Project Overview
Commodities
- Animals: bovine
Practices
- Animal Production: rangeland/pasture management
- Crop Production: water management
- Production Systems: integrated crop and livestock systems
Proposal abstract:
Novel crop combinations with small grains for grazing livestock offer cash income alternatives to traditional cropping to address low profitability in crop production in recent years. This is important in water-limited environments where a low-cost summer forage can produce high-quality grazing forages. Some farmers are implementing conservation efforts such as no-till to these small grain livestock systems. The grazing effect by cattle causes trampling of forage and soil compaction. In no-till fields, surface compaction by cattle can hinder stand establishment and diminish forage productivity.

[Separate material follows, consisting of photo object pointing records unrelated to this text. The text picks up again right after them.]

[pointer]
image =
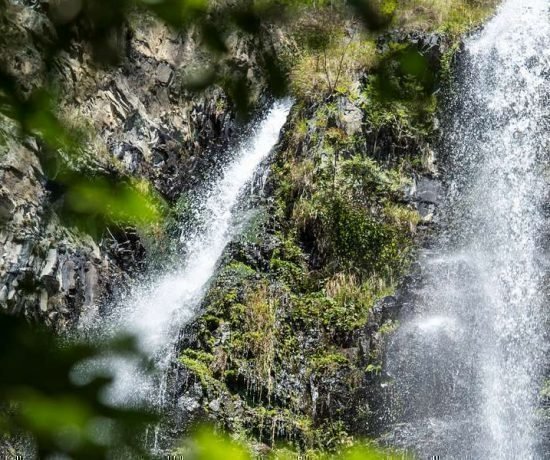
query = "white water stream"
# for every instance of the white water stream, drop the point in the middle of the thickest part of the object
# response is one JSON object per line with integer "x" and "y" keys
{"x": 155, "y": 312}
{"x": 469, "y": 359}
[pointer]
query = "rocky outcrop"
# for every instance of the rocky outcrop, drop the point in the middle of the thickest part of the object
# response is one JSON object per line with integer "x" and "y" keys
{"x": 134, "y": 120}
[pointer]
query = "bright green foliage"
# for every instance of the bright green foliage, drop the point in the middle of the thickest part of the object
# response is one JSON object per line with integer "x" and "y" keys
{"x": 40, "y": 397}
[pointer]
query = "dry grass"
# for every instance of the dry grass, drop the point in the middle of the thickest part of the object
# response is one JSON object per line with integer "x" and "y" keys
{"x": 259, "y": 327}
{"x": 334, "y": 69}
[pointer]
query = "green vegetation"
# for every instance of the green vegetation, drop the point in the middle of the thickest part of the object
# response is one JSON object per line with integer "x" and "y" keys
{"x": 282, "y": 329}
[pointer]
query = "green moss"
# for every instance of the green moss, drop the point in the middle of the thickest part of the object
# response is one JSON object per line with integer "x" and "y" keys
{"x": 327, "y": 362}
{"x": 198, "y": 362}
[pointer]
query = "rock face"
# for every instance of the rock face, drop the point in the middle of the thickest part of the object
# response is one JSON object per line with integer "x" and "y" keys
{"x": 142, "y": 124}
{"x": 289, "y": 344}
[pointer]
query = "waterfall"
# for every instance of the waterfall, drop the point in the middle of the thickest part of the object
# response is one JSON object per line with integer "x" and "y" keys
{"x": 467, "y": 363}
{"x": 155, "y": 312}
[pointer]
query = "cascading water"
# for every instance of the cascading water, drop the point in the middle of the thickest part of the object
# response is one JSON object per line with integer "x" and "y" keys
{"x": 468, "y": 360}
{"x": 154, "y": 313}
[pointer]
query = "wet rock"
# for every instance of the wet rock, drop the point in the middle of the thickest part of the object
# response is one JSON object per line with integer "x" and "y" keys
{"x": 429, "y": 191}
{"x": 7, "y": 206}
{"x": 164, "y": 74}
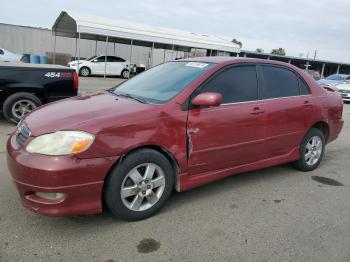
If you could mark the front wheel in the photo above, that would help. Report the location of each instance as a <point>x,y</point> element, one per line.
<point>19,104</point>
<point>140,185</point>
<point>125,74</point>
<point>84,71</point>
<point>311,150</point>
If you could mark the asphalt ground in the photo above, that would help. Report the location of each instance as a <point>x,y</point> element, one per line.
<point>275,214</point>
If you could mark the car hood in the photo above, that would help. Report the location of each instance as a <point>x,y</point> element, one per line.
<point>329,82</point>
<point>344,87</point>
<point>87,113</point>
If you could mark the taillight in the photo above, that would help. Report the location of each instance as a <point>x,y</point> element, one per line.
<point>75,81</point>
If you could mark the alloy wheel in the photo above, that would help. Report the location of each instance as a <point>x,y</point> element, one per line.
<point>313,150</point>
<point>142,187</point>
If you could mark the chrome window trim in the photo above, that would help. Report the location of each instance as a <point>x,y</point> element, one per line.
<point>267,99</point>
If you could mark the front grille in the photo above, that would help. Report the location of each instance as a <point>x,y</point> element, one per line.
<point>23,133</point>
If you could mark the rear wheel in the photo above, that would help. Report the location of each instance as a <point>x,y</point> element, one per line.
<point>19,104</point>
<point>84,71</point>
<point>311,150</point>
<point>140,185</point>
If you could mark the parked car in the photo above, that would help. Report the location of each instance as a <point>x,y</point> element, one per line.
<point>314,74</point>
<point>344,90</point>
<point>7,56</point>
<point>335,79</point>
<point>179,125</point>
<point>96,65</point>
<point>24,87</point>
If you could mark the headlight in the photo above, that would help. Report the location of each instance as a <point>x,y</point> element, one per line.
<point>61,143</point>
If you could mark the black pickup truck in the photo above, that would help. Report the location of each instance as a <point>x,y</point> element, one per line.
<point>24,87</point>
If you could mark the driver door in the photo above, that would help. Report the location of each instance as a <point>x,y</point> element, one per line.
<point>231,134</point>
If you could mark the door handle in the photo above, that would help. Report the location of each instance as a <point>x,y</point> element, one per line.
<point>307,103</point>
<point>257,110</point>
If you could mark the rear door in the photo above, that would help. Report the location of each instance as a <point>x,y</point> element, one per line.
<point>231,134</point>
<point>98,66</point>
<point>288,106</point>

We propose to quantify the effects of trampling by cattle on soil compaction, infiltration rate, and stand establishment over time. Pearl millet (Pennisetum glaucum) will be no-till seeded into dry-land cropland in the Texas High Plains. Trampling will be accomplished at high stocking densities after the crop as emerged to 46 cm height in mid-June to compact the soil on four 0.81 ha paddocks. After trampling, once a month, soil data will be collected in each treatment to determine the effects of trampling on remaining living plants, litter cover, and soil recovery from compaction until the end of the summer grazing season, then repeated in a second year. Results will demonstrate the relative ability of no-till pearl millet to provide season-long forage availability and resist increases in soil bulk density to the detriment of water infiltration.
Project objectives from proposal:
Objective 1: To quantify effect of brief cattle trampling at high densities on soil bulk density.
Objective 2: To quantify if cattle have a cumulative effect on soil bulk density, penetrometer readings, and water infiltration in no till systems.
Objective 3: To determine whether soil bulk density or soil penetrometer readings correlate with infiltration of water into the soil profile.
Objective 4: To quantify the amount of deferment required for bulk densities to return to acceptable levels.
Objective 5: To quantify the effects of litter cover and on soil bulk density, penetrometer readings, and water infiltration.
Objective 6: To detect if cattle trampling, no till, or increased little cover can improve plant available nitrogen matter in the course of two years.